One of the signs that seems ubiquitous on the Oregon Coast is the one-word sign: ELK. Now, that raises all kinds of questions. You might say to yourself, does that mean one elk or a whole bunch of them? Will they be in the road or are you supposed to enjoy the view of elk in the distance? Is this another roadside attraction? Another one-word sign is ROCKS. It’s like the guys at the Oregon Transportation Department are people of brevity. At least the word is plural. Perhaps it is meant to build awareness of one’s surroundings? As my husband pointed out, at least it’s not Elk Throwing Rocks. Or is it?
Which brings me to thoughts of that elk head that is sitting in my family room on our floor, horns splayed into the view of our television screen. It’s a real elk with 5 points on a shoulder mount, and it’s in excellent condition. I first spotted him on a wall at my seller’s house in Winters. She shot Elkie herself and then had him stuffed, attached to a board in the shape of a crest and hung him in the living room of a house she bought for her dad. I’m not really a big fan of stuffed animal heads on the walls, but since I’ve been selling a few homes lately that have these prized possessions on display, I’ve become more tolerant and intrigued by them. My mother would roll over in her grave. My younger self would join her.

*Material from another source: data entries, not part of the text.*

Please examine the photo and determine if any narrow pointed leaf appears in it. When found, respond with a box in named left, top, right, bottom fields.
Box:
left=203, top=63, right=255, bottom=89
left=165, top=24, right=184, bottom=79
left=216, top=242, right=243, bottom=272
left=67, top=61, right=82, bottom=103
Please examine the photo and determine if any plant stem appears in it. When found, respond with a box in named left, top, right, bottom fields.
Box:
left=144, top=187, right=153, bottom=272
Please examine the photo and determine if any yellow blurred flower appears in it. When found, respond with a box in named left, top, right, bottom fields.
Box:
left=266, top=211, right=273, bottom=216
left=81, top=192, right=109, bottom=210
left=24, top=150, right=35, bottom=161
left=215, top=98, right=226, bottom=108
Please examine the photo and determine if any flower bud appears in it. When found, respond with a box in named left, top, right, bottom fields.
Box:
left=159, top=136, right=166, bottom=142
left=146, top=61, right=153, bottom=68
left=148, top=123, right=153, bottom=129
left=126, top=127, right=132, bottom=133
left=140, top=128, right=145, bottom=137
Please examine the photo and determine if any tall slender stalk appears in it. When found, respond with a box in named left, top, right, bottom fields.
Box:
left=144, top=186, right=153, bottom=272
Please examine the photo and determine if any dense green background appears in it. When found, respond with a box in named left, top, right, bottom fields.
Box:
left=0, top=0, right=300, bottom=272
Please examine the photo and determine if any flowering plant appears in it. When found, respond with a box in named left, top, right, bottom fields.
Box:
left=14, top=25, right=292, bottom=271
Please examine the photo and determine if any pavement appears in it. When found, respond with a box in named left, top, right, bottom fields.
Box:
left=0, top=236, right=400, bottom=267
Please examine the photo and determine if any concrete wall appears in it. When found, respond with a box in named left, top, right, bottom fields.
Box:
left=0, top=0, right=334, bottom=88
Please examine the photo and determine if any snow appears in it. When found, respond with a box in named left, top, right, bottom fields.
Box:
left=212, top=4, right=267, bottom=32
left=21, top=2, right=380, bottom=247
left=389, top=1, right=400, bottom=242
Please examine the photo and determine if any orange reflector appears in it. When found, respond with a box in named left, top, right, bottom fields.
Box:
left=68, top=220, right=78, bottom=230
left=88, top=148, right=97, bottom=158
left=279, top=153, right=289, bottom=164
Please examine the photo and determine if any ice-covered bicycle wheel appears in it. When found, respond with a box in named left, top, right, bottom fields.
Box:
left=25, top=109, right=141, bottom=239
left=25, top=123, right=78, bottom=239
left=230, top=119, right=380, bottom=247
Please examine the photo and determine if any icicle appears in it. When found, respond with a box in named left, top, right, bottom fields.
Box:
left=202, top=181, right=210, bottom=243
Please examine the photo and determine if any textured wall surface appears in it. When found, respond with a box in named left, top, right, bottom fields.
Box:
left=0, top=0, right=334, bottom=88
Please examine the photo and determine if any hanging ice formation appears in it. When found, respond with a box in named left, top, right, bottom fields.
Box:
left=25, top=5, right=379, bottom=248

When my seller said her next-door neighbor had offered her $700 for Elkie, I couldn’t ignore my competitive nature; I offered her $500 if she’d let me take Elkie home. I couldn’t help it. Besides, the elk head was too big to fit into her car, and her new home in Coos Bay, Oregon, was not large enough to offer a space on the wall anywhere to accommodate him. On top of all of this, it’s not like we could call him a fixture and just leave him there. For real estate sale purposes, it would be better for Elkie to go live somewhere else. That somewhere else, I decided, against all signs of logic, was in my home.
After much pleading with my husband, he finally acquiesced and agreed Elkie could come live with us as long as she didn’t live over the sofa. Her long neck would separate us from each other and make it difficult to pass the remote or receive a foot massage while watching TV, anyway. Getting Elkie to my house proved to be more difficult than I had imagined.
Elkie would not fit in my car, not even with the top down. My team member, Dianne, tried to squeeze him into her SUV, but his horns almost punctured her stereo speakers, and after much twisting and turning, she gave up. Then, my other team member, Josh, offered to bring Elkie home. This involved a 90-minute drive all the way to Winters and back to my home in Land Park, but he was successful, and that’s how Elkie came to live on my family room floor. He is way too big to even try to hang over our sofa, which is out of the question anyhow.
There is no spot in my house for Elkie. We can’t even hang him from the ceiling, which I had considered, like that goofy movie theater restaurant and lounge in Lodi. I asked my seller if she could put an ad on Craig’s List or eBay to sell Elkie, which is when she pointed out to me that it is against the law in California to sell an elk head. You learn something new every day, don’t you?
Fortunately, my husband came up with a good idea. Perhaps an Elk’s Lodge would like a donation, and then I could send the tax deductible receipt to my seller, which she could use to reduce her tax liability next year. I called a bunch of Elk Lodges and left messages. Then, yesterday, as we cruised into the town of Florence, a CEO from one of them called back to say yes, the Sacramento Elk Lodge would be delighted to give Elkie a new home. We are driving down from our vacation resort in Yachats to Coos Bay today to visit with Elkie’s previous owner. Her home in Winters is closing in two days. This gives us several things to celebrate.